I have not been keeping up with Kanga's problems 100% so I could be totally off base here.

Has anyone tried giving her serious sex education? I mean all the inner workings of the body, what exactly an orgasm is, how to have sex safely, talked about her fantasies?

Was she abused or raped at any point? Even if she did like it, it was still rape (IF she were ever taken advantage of). I have no idea about numbers or statistics, but I know some woman report having an orgasm during rape. There are also women who have rape fantasies.

Does she masturbate? Has she had an orgasm?

I'm sort of comparing her to myself when I started having sex. I lost my virginity around 13 and have been with many, many, many guys. I didn't have an orgasm until I was 22. My best guess is that I was having sex with multiple guys because none of them were really "good."

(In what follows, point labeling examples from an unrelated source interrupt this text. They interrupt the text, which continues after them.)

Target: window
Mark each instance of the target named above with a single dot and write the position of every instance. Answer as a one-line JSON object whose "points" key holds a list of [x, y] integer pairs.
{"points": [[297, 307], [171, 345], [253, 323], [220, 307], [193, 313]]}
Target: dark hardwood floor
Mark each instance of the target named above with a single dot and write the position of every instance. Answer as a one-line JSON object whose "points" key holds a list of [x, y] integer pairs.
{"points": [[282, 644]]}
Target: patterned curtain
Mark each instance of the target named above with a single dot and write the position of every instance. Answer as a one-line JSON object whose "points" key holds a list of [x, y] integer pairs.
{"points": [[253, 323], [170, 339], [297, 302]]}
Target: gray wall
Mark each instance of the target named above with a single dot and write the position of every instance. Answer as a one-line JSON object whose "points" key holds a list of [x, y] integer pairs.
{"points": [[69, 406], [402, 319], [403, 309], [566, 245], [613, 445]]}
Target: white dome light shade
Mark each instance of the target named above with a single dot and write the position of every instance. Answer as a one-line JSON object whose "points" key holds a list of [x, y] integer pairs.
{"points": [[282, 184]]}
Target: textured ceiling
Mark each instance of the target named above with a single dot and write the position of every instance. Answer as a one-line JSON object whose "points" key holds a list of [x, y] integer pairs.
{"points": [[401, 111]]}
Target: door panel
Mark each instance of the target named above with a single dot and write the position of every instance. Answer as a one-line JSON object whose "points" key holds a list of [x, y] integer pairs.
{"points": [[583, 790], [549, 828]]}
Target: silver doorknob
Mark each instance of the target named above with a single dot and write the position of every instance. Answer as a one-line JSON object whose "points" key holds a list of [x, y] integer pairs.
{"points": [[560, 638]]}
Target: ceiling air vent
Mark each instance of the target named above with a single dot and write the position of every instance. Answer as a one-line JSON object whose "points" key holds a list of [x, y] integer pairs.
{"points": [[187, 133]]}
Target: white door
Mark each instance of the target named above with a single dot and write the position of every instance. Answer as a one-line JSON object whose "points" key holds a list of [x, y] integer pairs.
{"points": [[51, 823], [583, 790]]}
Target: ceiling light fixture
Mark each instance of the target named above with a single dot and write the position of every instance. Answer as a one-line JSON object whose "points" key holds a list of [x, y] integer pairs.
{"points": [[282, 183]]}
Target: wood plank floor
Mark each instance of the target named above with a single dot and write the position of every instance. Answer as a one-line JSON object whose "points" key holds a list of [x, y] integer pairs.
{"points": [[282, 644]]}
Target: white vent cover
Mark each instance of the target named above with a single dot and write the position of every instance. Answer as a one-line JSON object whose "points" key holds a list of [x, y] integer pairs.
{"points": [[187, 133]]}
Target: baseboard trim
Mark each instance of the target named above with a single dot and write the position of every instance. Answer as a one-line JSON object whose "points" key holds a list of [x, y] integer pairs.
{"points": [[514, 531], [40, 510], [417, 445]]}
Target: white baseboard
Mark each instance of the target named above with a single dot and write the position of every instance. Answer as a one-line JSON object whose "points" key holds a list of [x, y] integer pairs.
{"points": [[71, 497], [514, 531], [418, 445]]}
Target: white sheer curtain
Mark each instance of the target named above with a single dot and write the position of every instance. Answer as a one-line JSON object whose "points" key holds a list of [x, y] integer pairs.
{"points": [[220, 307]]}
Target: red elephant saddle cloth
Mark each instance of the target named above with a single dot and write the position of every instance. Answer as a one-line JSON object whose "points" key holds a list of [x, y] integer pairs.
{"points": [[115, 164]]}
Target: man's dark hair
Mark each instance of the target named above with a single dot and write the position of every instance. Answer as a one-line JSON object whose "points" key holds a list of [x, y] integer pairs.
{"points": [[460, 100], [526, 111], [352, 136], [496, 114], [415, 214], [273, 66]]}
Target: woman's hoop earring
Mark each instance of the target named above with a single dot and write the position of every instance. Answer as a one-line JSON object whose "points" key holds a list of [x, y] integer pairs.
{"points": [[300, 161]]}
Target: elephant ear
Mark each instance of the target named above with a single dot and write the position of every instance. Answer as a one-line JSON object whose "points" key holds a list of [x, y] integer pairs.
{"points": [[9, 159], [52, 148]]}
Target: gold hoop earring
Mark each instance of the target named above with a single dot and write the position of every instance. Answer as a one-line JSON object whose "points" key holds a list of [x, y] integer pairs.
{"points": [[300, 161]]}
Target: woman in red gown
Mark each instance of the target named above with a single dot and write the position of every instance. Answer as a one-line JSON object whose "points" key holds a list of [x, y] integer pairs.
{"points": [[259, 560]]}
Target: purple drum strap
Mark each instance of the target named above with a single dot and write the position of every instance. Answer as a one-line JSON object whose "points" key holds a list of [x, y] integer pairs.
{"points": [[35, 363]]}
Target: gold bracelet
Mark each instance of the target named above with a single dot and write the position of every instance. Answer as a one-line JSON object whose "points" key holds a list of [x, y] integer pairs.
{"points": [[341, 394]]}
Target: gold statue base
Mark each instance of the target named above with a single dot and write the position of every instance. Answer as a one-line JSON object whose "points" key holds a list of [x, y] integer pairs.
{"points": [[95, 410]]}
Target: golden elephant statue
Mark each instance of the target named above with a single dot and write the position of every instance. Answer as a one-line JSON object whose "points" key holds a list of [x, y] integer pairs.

I'm pretty sure I wasn't trying to "keep" a guy around with sex; I was simply doing it because I could. I loved that if I saw a guy I wanted to have sex with, it WOULD happen. I also (still) keep sex and love/relationships separate. I've been told that it can't be done, but it sure can be! Once I had sex with my boss, just to be able to say that I did my boss. Another guy had a penis as big as a standard remote; I had to try him!

There's also the fact that the brain doesn't stop maturing until around 25 years old. I can honestly say that it's like a switch was flipped for me between 25 and 26, and *now* I can finally see why my actions were completely out there. When I was 16, I was dating a 33 year old man and saw nothing wrong with it. Looking back at it, I cannot believe my father allowed it to happen!

There was no way anyone was going to stop me. But as I got older and educated myself, I became safer and no longer put myself in crazy situations. I've also slowed down as well and have not been with anyone since 2008. I do have a gorgeous physical therapist, but I'm not pushing it because I like the "what if" fantasy right now.

Is she bipolar? That can cause increased sexual activity as well.

I guess I threw all this out there, because I can sort of see her side. I never would have tried to get it on during class, but I have had sex with a guy while other people were in the room; some playing video games, some having sex, some watching.
 

JJJ

Active Member
It wouldn't matter if staff didn't tell me - Kanga would. These are accomplishments told to me in the same tone of voice as getting an A on a history test.

Yes, she is on the pill and we are working with Residential Treatment Center (RTC) to get her on the implants. When husband and I discuss how much we are going to be willing to do for her after she turns 18, the main thing we both agree on is paying to keep her on implants for as long as we can convince her.

The Residential Treatment Center (RTC) nurse tried multiple session of 1:1 sex ed including very graphis pictures of STDs and very graphic discussions. She said it was the most frustrating thing she's ever done as no matter what, she could not get through to Kanga. therapist was very clear about how badly wrong a group activity was likely to go but Kanga is so delusional she fully believes that she can control it.

At least when it all blows up in her face, we will have the scant comfort of knowing that we did everything we could to prevent it. And by the very heavy supervision she was under at out house from 10-13 and then in Residential Treatment Center (RTC) since 13, we probably prevented it from happening any earlier.